No banco desde 2008, mas na administração apenas desde 2018, José Carlos Mateus lembrou que entre 2013 e 2016 o banco apresentou prejuízos acumulados de 815 milhões de euros (“o banco teve um período muito complicado, foi o impacto da crise financeira”). Apesar de recuperar nos anos seguintes (com “resultados modestos”), em 2020, com a covid, vieram mais perdas. Em 2021, também embalado com o plano de reestruturação, continuaram os resultados negativos (até setembro, prejuízos de 14 milhões, não há ainda resultados do fim do ano).
“Por isso é que a administração pôs em marcha um plano de reestruturação”, disse o CFO em tribunal, referindo-se à redução de pessoal e de agências decidida pela gestão presidida por Pedro Leitão.
“Recuperação mais lenta, mais frágil, mais demorada”

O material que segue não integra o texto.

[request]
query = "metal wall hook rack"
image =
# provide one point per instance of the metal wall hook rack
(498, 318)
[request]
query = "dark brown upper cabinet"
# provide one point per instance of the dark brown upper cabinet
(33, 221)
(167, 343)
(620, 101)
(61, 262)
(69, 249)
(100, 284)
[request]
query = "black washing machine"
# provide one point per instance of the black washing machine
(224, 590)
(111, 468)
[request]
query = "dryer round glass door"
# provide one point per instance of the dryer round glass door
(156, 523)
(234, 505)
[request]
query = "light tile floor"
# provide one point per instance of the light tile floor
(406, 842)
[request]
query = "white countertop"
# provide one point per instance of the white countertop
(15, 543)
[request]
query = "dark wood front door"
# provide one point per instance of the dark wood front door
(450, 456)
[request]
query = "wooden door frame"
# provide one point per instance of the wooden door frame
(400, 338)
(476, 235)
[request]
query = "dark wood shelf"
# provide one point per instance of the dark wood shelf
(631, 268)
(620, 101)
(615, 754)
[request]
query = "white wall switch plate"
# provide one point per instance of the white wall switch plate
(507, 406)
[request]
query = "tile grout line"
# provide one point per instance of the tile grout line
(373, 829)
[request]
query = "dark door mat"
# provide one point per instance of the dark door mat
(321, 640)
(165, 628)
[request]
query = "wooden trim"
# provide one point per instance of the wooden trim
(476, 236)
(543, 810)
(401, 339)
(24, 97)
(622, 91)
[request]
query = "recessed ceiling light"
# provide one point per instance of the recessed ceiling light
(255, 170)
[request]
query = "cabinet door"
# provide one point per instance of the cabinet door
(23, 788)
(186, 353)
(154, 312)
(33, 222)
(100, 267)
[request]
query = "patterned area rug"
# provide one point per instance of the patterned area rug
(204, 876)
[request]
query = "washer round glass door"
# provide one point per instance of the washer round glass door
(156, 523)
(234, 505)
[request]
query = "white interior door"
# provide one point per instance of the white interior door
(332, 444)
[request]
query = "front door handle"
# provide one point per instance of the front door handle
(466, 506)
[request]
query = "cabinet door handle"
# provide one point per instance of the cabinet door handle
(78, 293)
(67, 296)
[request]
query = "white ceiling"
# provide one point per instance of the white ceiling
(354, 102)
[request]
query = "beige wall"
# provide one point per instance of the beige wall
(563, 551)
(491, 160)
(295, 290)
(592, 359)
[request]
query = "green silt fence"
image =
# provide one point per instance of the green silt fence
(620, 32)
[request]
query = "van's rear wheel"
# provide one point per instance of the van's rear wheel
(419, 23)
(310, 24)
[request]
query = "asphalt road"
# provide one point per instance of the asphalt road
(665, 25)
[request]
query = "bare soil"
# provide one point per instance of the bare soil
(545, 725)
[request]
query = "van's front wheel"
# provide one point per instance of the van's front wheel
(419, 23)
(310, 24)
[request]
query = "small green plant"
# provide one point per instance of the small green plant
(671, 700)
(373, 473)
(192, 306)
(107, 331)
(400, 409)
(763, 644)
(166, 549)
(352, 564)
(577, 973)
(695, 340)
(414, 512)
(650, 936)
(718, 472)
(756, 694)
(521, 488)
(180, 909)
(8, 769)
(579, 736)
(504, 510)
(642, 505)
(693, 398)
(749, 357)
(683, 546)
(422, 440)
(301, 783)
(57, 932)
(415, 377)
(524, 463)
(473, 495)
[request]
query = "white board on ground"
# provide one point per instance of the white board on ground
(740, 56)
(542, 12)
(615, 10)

“É importante frisar que no conjunto dos grandes bancos portugueses, o Montepio foi o único dos grandes bancos que, na ressaca da crise financeira, nunca usou as linhas que foram postas à disposição da banca”, frisou José Carlos Mateus, admitindo que exclui dessa lista o Santander – mas também o Crédito Agrícola não contou com as linhas de financiamento da troika.
O Banco Montepio, a designação comercial adotada pela Caixa Económica Montepio Geral, “conseguiu garantir a sua independência e autonomia por meios próprios” por recorrer “ao seu acionista de referência”, que é a Associação Mutualista Montepio Geral. Foram os cerca de 600 mil associados que injetaram capital e emprestaram dinheiro para cobrir os prejuízos.
Tudo isso “refletiu-se numa recuperação mais lenta, mais frágil, mais demorada”, assumiu.
Coima sem “equilíbrio”
Aliás, é pela situação do banco que José Carlos Mateus considera que é exagerada a coima que a Autoridade da Concorrência decretou, de 26 milhões de euros, reduzida a metade, para 13 milhões, por o banco ter aderido ao programa de clemência (foi o segundo banco que aderiu, a seguir ao Barclays, cuja denúncia deu origem ao processo, em 2013).
“Considero que de algum modo não houve um equilíbrio no valor que foi aplicado comparado com os outros bancos”, frisou José Carlos Mateus nas suas declarações em tribunal. “Treze milhões para o Banco Montepio não é o mesmo que 13 milhões para a CGD ou um banco de outra dimensão”, frisou.
“Para o Banco Montepio representa 15 basis points [15 pontos base] nos rácios de capital. Não vou pelo caminho emotivo, em que digo que são menos 13 milhões para a sociedade, que vão afetar a capacidade creditícia do banco. Mas traduz-se em menos apoio à economia. No mínimo, o banco ficará afetado à volta de 200 milhões de euros em concessão de crédito”.
“Terei de ir ao mercado para colmatar [o impacto]. Levantar dívida no mercado, pela qual terei de pagar juros”, alertou o administrador financeiro.
O Banco Montepio foi um dos 14 bancos condenados por, segundo a Concorrência, trocar informação sensível sobre créditos à habitação, ao consumo e a empresas com outros bancos seus concorrentes. Recorreram para o Tribunal da Concorrência, em Santarém.